Alte Reithalle Aarau: Das Orchester auf der Stuhlkante
Das Argovia Philharmonic ist Residenzorchester in der zum Kulturraum umgebauten Alten Reithalle in Aarau. Am 29. Oktober wurde der Konzertsaal eingeweiht.
«Bald», frohlockt die Besucherin, als sie die Alte Reithalle in Aarau erblickt. «Bald» verheisst für sie in dem neuen Mehrspartenhaus für Musik, Theater, Tanz und modernen Zirkus besonders orchestrales Glück. Hierher wird das Argovia Philharmonic, 58 Jahre nach seiner Gründung, als Residenzorchester einziehen – und den 2000 Quadratmeter grossen, flexibel nutzbaren Raum mit der Bühne Aarau teilen. Dieser Ort lebt von seiner Vergangenheit als Reithalle für das Dragonerregiment der Aarauer Armeegarnison, worauf die Architekten Barão-Hutter mit dem Belassen des ungeschönten Gemäuers und Dachgebälks anspielen.
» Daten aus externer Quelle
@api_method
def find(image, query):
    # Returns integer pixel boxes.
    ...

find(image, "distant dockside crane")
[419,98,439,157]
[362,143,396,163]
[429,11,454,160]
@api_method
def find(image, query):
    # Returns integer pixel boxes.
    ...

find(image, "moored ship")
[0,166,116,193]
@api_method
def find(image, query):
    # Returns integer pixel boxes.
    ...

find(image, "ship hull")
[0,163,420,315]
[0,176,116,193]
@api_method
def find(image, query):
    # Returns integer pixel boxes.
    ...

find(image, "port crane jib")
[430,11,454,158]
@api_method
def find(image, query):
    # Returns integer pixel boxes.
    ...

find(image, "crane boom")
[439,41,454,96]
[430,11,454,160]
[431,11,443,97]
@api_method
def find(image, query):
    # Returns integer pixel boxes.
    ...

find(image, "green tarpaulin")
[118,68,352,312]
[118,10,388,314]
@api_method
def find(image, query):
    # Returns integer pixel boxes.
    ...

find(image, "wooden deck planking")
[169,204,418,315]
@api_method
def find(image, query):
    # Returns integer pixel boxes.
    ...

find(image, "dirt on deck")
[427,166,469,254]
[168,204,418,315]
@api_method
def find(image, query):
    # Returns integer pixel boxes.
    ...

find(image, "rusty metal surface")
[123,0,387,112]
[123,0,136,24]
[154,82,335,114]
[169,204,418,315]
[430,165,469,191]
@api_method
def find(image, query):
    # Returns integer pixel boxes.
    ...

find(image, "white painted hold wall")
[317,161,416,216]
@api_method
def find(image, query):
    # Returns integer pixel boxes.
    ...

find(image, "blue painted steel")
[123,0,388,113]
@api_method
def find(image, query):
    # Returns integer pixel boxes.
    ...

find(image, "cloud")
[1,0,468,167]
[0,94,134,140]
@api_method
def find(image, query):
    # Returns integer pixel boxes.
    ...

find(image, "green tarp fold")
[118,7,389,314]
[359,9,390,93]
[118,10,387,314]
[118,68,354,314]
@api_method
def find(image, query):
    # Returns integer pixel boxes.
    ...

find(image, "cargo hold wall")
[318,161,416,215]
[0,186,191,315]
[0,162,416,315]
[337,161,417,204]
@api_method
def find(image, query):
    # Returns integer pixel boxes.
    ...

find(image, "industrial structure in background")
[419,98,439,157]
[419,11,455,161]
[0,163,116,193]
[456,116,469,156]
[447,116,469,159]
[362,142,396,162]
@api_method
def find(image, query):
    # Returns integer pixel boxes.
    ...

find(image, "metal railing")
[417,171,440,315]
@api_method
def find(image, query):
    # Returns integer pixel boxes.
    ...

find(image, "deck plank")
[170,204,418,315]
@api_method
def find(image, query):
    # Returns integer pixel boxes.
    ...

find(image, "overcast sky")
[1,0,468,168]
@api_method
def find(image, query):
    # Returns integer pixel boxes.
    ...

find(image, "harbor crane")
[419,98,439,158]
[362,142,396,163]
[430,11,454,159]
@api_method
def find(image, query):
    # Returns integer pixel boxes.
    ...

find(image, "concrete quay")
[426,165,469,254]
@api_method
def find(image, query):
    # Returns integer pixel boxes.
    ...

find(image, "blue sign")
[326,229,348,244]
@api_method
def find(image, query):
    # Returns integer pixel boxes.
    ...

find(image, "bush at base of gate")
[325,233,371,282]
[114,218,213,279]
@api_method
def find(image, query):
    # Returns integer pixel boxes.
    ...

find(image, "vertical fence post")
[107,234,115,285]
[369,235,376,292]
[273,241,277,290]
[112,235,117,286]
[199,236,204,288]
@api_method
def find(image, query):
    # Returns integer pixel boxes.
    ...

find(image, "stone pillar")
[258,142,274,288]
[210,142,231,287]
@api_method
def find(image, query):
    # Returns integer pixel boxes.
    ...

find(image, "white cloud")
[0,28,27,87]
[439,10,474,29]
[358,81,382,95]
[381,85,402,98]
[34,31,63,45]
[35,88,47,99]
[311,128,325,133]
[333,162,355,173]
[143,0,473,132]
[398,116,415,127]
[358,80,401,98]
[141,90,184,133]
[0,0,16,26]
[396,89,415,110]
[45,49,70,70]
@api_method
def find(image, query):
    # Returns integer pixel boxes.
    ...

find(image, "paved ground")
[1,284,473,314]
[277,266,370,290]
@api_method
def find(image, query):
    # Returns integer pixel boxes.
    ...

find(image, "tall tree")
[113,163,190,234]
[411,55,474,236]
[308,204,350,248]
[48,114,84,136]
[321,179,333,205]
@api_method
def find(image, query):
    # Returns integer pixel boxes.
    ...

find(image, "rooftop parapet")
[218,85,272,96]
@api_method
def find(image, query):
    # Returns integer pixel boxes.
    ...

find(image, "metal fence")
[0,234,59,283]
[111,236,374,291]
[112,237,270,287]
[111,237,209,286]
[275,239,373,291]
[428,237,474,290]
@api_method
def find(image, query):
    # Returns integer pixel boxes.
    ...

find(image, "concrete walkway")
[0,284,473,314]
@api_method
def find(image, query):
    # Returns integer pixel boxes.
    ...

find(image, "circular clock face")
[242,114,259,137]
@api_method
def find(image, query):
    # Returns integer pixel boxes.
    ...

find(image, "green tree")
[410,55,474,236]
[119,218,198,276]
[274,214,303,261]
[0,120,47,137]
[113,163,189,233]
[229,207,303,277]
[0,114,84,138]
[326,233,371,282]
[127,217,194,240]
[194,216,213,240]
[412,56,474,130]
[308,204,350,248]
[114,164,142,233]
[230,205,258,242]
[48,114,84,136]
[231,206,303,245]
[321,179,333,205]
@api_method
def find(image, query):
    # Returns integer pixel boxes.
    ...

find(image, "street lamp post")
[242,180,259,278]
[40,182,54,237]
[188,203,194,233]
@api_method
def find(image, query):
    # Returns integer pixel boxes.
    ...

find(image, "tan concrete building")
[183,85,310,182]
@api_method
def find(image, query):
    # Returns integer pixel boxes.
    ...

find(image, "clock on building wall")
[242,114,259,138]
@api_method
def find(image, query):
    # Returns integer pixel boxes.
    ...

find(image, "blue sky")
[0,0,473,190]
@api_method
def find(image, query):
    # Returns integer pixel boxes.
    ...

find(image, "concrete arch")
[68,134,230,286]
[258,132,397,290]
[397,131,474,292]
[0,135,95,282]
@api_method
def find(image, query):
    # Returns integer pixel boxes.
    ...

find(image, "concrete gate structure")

Über die von Martin Lachmann verantwortete Akustik hat die Besucherin schon viel Gutes gehört, umso mehr ersehnt sie das Eröffnungskonzert: «Neue Bahnen» verspricht das erste Programm und bietet Ludwig van Beethovens 1. Klavierkonzert mit dem Aargauer Pianisten Oliver Schnyder, Johannes Brahms’ 1. Sinfonie und Daniel Schnyders Argovia. Symphonie Nr. 5 «Pastorale», eine Auftragskomposition des Orchesters, die in der Alten Reithalle uraufgeführt wird.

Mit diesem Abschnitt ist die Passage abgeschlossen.